\section{Introduction}
The recent decade has witnessed a fast-growing demand for processing and analyzing complex networks. While there are numerous studies about the single static network(\cite{amini2013pseudo, gao2017achieving,gao2018community,wang2021fast,jing2022community,yu2022collaborative}), researchers have shown increasing interest in the study of the multilayer network (\cite{paul2017spectral,le2018estimating,lei2020consistent, arroyo2021inference, jing2021community, li2021super, chen2022global}), which is a more powerful representation of multi-relational data. Numerous kinds of real-world data could be recorded as multilayer networks, such as brain connectivity networks, gene-gene interactivity networks and world trading networks.\\
 Since community structure is a common observation in static network analysis, it naturally raises the question on how to  define and detect community structure in multilayer networks. In a multilayer network, the nodes represent individuals of interest and the edges between nodes in different layers represent different relationships. Such complex relations in multilayer networks pose great challenges to identify and analyze its community structure. Particularly, the heterogeneity across layers can be characterized by individual links, group memberships of nodes, or connectivity patterns inside the community and among different communities. Recently, \cite{jing2021community} proposed a novel mixture multilayer SBM(MMSBM) with a new tensor-based method TWIST to simultaneously cluster networks and identify global and local group memberships of vertices.
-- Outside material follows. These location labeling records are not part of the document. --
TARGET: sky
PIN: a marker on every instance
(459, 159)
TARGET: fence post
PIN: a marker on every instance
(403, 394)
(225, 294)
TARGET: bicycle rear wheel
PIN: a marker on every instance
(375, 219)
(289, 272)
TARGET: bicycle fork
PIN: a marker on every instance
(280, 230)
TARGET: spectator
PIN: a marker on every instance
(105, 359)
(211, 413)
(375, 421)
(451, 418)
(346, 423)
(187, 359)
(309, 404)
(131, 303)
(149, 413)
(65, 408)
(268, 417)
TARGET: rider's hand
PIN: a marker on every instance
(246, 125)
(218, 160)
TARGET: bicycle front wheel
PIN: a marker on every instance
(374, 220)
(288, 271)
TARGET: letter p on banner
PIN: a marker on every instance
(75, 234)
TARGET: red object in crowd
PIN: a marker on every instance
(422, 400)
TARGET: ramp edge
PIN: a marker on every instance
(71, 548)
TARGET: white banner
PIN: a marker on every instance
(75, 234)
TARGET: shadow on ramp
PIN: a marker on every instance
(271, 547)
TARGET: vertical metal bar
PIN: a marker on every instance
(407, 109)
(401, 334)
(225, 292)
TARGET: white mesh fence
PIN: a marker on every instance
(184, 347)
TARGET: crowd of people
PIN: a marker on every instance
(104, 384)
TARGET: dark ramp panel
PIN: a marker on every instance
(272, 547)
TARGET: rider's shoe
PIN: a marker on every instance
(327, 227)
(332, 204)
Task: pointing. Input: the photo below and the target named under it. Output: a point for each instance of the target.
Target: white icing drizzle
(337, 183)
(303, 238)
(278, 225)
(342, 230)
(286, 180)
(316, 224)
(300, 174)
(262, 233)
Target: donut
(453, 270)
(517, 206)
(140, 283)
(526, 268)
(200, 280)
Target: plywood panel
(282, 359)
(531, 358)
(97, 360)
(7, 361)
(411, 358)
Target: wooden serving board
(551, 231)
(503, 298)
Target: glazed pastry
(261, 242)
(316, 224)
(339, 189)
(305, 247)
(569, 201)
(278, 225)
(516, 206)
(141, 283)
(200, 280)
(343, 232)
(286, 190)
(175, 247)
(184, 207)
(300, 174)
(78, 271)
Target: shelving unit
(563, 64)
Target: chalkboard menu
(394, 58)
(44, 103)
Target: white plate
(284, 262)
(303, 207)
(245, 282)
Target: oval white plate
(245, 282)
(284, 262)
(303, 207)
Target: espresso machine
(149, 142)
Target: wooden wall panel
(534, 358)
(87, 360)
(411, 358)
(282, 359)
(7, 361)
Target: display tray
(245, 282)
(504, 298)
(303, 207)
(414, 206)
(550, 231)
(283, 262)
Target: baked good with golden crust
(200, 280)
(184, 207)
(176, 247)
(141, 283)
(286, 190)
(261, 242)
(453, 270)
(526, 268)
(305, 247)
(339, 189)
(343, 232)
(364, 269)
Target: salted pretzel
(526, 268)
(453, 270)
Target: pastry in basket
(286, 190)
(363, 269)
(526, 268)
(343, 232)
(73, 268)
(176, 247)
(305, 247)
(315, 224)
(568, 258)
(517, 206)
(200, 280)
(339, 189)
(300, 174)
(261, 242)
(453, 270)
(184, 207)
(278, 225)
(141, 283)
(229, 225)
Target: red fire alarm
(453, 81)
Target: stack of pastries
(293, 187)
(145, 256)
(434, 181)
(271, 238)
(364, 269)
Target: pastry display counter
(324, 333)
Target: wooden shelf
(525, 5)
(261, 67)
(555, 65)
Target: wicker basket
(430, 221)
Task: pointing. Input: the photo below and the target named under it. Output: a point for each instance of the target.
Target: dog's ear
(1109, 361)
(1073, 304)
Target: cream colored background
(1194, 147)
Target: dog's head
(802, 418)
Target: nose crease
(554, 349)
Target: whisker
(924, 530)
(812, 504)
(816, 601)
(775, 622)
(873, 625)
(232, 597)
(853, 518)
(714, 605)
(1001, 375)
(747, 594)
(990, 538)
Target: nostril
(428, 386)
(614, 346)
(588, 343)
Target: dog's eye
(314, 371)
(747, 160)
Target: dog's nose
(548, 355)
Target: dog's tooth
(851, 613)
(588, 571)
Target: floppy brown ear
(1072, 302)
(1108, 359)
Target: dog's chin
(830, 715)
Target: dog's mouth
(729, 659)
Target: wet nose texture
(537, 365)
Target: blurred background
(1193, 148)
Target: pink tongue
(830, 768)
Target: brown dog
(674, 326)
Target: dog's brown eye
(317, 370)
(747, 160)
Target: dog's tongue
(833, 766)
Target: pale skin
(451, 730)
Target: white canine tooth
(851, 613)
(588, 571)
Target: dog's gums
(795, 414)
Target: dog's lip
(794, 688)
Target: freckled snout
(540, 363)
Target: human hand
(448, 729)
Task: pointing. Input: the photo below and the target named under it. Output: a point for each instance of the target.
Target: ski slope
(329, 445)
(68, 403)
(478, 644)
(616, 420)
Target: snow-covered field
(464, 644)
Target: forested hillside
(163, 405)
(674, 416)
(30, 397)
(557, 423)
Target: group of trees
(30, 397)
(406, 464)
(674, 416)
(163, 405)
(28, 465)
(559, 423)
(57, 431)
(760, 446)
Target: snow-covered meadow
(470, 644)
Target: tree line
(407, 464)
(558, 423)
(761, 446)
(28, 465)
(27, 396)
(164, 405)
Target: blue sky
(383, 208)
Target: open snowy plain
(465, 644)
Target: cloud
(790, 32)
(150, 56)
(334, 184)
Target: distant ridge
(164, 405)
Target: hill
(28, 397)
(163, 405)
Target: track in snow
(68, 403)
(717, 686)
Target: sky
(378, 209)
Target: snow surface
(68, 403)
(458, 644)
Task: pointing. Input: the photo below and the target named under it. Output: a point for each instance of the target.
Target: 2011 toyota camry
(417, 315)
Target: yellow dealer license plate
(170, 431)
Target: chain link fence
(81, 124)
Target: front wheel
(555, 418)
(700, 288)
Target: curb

Moreover, \cite{lyu2021latent} introduced a novel mixture multilayer LSM(MMLSM) that estimates the latent positions of nodes via the generalized low-rank tensor decomposition.\\
In this paper, we propose an R package \textbf{rMultiNet} to analyze the mixture multilayer network. Fig.\ref{fig:framework} illustrates the overview of our package \textbf{rMultiNet}. We provide several prevalent methods for users to study the latent features of multilayer networks. First, we provide three real datasets as examples to study and two generative models, the MMSBM and the MMLSM, to generate mixture multilayer networks. Then, we provide several fitting methods from \cite{jing2021community} and \cite{lyu2021latent} to reveal the embedding results of the multilayer network following with several prevalent clustering methods to analyze the embedding results. Last, several data visualization functions are provided to present the out-comings.    

\begin{figure}
  \centering
  \includegraphics[width=6in]{framework.png}
  \caption{overview of the \textbf{rMultiNet} package} \label{fig:framework}
\end{figure}


\section{Package overview}
 \textbf{rMultiNet} includes models to generate multilayer networks, several algorithms to learn complex mixture multilayer networks' latent structures, multiple clustering methods to further analyze the embedding results, and several visualization functions for presentation. The package is organized into the modules listed below:
\begin{itemize}
    \item \textbf{Generation}: \textbf{rMultiNet} adopts the mixture multilayer stochastic(MMSBM) (\cite{jing2021community}) and mixture multilayer latent space(MMLSM) (\cite{lyu2021latent}) to generate mixture multilayer networks.
    \item \textbf{Embedding}: \textbf{rMultiNet} contains two tensor decomposition algorithms for mixture multilayer network embedding, e.g., the TWIST proposed by \cite{jing2021community} and the ProjectedGD introduced by \cite{lyu2021latent}. Moreover, a naive method, spectral clustering on the sum of adjacency matrices from all layers (Sum–Adj) and Mode-3 flatting(M3-SC), proposed in \cite{jing2021community}, is included as a baseline for comparison. 
    \item \textbf{Clustering}:  \textbf{rMultiNet} provides several clustering methods to analyze the embedding results, such as K-means (\cite{likas2003global}), spectral clustering (\cite{dong2012clustering}) and Density-based spatial clustering of applications with noise (DBSCAN) (\cite{hahsler2019dbscan}).
    \item \textbf{Datasets}: \textbf{rMultiNet} contains three datasets for study. 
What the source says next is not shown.